Ridurre l’orizzonte socialista (tralasciamo quello comunista che ha una sua dignità per fortuna non alterata fino a questo punto) ad un mero tecnicismo di governo, ad una politica volta alla gestione del potere in seno al sistema capitalistico piuttosto che alla presa del potere per rovesciare i rapporti di classe, è il frutto più genuinamente ipocrita del riformismo che viene avanti dagli anni ’80 del secolo scorso fino ai giorni nostri.
Dunque cosa conta nell’evoluzione di una nuova sinistra comunista e di alternativa? Cosa può determinare una rinascita dei valori condivisi da partiti, sindacati, associazioni culturali che un tempo operavano una critica “senza se e senza ma” al sistema e che oggi sono frammentati su visioni di piccola tattica, di mera sopravvivenza dentro un contesto antivaloriale come quello del mercato?
Ciò che conta è riuscire a valorizzare i contenuti che portiamo avanti: l’idea alternativa di società che non può morire e non deve morire sotto il peso di uno sragionamento collettivo fatto di banalità devastanti.

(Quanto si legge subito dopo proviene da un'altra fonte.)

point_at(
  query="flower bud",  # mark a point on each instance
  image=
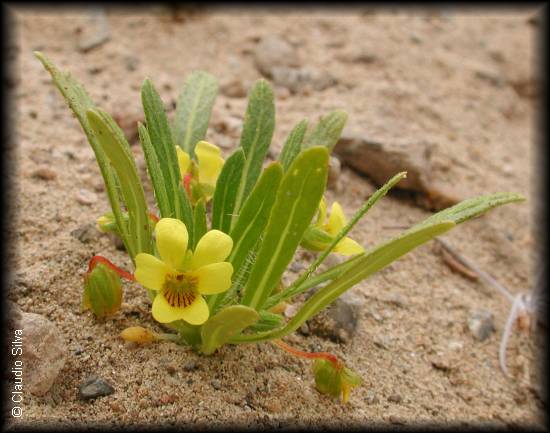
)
(315, 239)
(106, 223)
(102, 291)
(333, 380)
(138, 334)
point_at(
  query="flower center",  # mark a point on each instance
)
(180, 290)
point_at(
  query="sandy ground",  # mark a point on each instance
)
(461, 80)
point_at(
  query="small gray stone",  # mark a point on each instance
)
(190, 365)
(371, 397)
(339, 322)
(481, 324)
(233, 89)
(85, 233)
(93, 387)
(394, 398)
(302, 80)
(273, 51)
(86, 197)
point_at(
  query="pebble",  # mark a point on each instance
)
(233, 89)
(481, 324)
(44, 174)
(339, 321)
(381, 157)
(93, 387)
(43, 354)
(273, 51)
(85, 233)
(86, 197)
(372, 398)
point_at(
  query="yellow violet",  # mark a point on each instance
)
(207, 170)
(319, 235)
(181, 276)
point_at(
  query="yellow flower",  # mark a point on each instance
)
(319, 235)
(208, 168)
(180, 276)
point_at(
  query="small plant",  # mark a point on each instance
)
(213, 253)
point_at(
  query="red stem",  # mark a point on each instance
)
(310, 355)
(100, 259)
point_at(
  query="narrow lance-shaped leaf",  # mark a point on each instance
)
(224, 325)
(193, 110)
(327, 132)
(293, 144)
(297, 200)
(186, 211)
(199, 222)
(259, 123)
(255, 214)
(381, 192)
(155, 173)
(225, 193)
(111, 139)
(161, 139)
(80, 102)
(380, 256)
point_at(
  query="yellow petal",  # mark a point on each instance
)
(210, 162)
(214, 278)
(197, 313)
(322, 214)
(213, 247)
(150, 271)
(348, 247)
(337, 220)
(184, 161)
(172, 240)
(163, 312)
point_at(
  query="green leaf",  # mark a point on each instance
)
(225, 193)
(199, 222)
(258, 126)
(155, 172)
(161, 139)
(293, 144)
(381, 192)
(80, 102)
(327, 132)
(224, 325)
(111, 139)
(296, 204)
(267, 322)
(255, 214)
(193, 110)
(186, 211)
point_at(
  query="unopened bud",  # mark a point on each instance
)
(315, 239)
(334, 380)
(138, 334)
(102, 291)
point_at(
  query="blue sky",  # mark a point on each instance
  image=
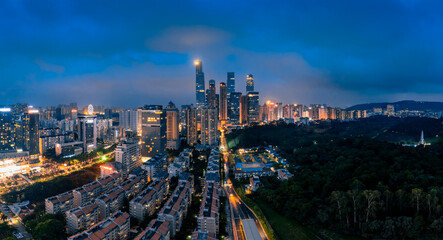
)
(131, 53)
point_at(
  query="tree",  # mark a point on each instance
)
(417, 194)
(371, 196)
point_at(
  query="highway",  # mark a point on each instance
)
(239, 210)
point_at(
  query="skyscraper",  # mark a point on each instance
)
(191, 125)
(130, 120)
(128, 155)
(249, 83)
(153, 125)
(211, 94)
(6, 130)
(244, 109)
(209, 123)
(172, 134)
(234, 109)
(87, 132)
(230, 82)
(223, 102)
(34, 136)
(253, 107)
(199, 84)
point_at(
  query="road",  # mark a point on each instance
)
(239, 209)
(15, 221)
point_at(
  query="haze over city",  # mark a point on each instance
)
(105, 53)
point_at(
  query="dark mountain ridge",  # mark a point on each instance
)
(402, 105)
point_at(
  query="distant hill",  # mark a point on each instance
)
(402, 105)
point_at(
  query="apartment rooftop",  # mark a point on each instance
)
(155, 230)
(101, 229)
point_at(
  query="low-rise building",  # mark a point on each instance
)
(59, 203)
(110, 203)
(81, 217)
(208, 217)
(175, 209)
(115, 227)
(158, 230)
(93, 190)
(155, 165)
(284, 174)
(147, 201)
(199, 235)
(133, 186)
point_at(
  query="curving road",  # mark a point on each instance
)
(239, 210)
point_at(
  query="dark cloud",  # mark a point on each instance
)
(129, 54)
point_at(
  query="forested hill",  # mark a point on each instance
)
(354, 184)
(402, 105)
(398, 130)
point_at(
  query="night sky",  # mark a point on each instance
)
(131, 53)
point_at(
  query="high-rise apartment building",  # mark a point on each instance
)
(172, 123)
(212, 94)
(209, 123)
(234, 108)
(253, 107)
(199, 84)
(191, 125)
(34, 136)
(223, 102)
(249, 83)
(6, 130)
(87, 132)
(128, 154)
(243, 109)
(153, 126)
(230, 82)
(130, 120)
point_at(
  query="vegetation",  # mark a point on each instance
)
(6, 230)
(46, 226)
(350, 180)
(37, 192)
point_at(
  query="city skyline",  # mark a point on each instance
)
(68, 53)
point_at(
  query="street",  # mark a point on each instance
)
(239, 209)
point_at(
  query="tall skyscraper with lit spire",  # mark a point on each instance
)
(249, 83)
(199, 84)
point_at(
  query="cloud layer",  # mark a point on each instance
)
(130, 54)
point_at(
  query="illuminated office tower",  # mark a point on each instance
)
(6, 130)
(128, 155)
(212, 94)
(209, 123)
(130, 120)
(18, 109)
(199, 84)
(172, 131)
(249, 83)
(253, 107)
(34, 136)
(223, 102)
(182, 116)
(191, 125)
(108, 113)
(153, 125)
(390, 110)
(234, 109)
(244, 109)
(230, 82)
(279, 111)
(87, 132)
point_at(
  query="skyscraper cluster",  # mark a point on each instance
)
(212, 111)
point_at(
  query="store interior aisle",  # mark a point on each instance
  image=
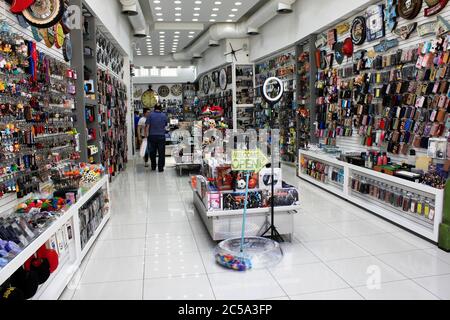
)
(156, 247)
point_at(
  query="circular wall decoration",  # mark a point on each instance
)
(176, 90)
(359, 30)
(148, 99)
(223, 79)
(273, 89)
(67, 49)
(206, 84)
(409, 9)
(163, 91)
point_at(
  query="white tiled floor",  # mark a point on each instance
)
(156, 247)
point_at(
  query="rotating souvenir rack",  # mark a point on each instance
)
(36, 120)
(219, 196)
(285, 118)
(414, 206)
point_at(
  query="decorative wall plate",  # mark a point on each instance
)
(206, 84)
(375, 22)
(67, 49)
(405, 32)
(59, 35)
(409, 9)
(223, 79)
(177, 90)
(434, 7)
(391, 14)
(359, 30)
(163, 91)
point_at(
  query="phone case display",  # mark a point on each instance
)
(113, 101)
(36, 121)
(303, 97)
(244, 84)
(403, 201)
(91, 215)
(396, 192)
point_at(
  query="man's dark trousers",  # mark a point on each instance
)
(157, 144)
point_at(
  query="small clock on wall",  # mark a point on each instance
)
(163, 91)
(148, 98)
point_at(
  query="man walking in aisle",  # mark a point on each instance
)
(155, 130)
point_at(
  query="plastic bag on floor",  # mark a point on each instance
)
(143, 148)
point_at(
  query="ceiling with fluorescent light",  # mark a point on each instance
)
(192, 16)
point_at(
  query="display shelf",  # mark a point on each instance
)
(415, 223)
(228, 224)
(59, 279)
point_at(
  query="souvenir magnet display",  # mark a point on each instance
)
(409, 9)
(67, 49)
(206, 84)
(163, 91)
(321, 40)
(343, 28)
(434, 7)
(391, 14)
(223, 79)
(375, 22)
(338, 54)
(331, 38)
(359, 30)
(385, 45)
(177, 90)
(442, 26)
(59, 36)
(426, 28)
(405, 32)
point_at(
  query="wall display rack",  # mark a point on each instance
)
(68, 235)
(284, 67)
(414, 206)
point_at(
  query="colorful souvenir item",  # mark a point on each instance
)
(409, 9)
(434, 7)
(375, 23)
(391, 14)
(405, 31)
(359, 30)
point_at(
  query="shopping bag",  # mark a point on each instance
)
(143, 148)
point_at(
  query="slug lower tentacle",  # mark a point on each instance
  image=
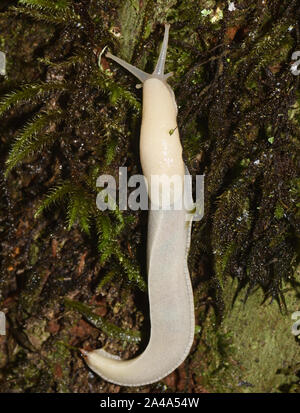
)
(169, 285)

Rifondazione Comunista deve conservare la sua missione politica e sociale: continuare a rinnovare il movimento comunista in Italia partendo praticamente da zero. Oggi non esiste più una cultura di massa che si fondi sul “socialismo” come concetto di condivisione, di libertà, di ribellione allo sfruttamento dell’uomo sull’uomo.
Certo che sarebbe importante potersi riproporre come forza comunista anche sulle schede elettorali: ma prima di tutto noi abbiamo il dovere di partecipare ad un processo di coesione di una sinistra che è diasporizzata, priva di un punto di riferimento sociale e priva di un punto di riferimento nei cosiddetti “corpi intermedi”.
Si intrecciano questioni sociologiche, culturali, economiche e quindi politiche. L’Italia di oggi non sente il bisogno di sinistra perché non cerca uguaglianza ma solo valorizzazione di una differenza egoistica fondata sull’affermazione singolare.
E’ la peggiore delle espressioni anti-sociali del privatismo e della logica del successo a spese, sovente, del più debole rispetto a chi raggiunge quel successo.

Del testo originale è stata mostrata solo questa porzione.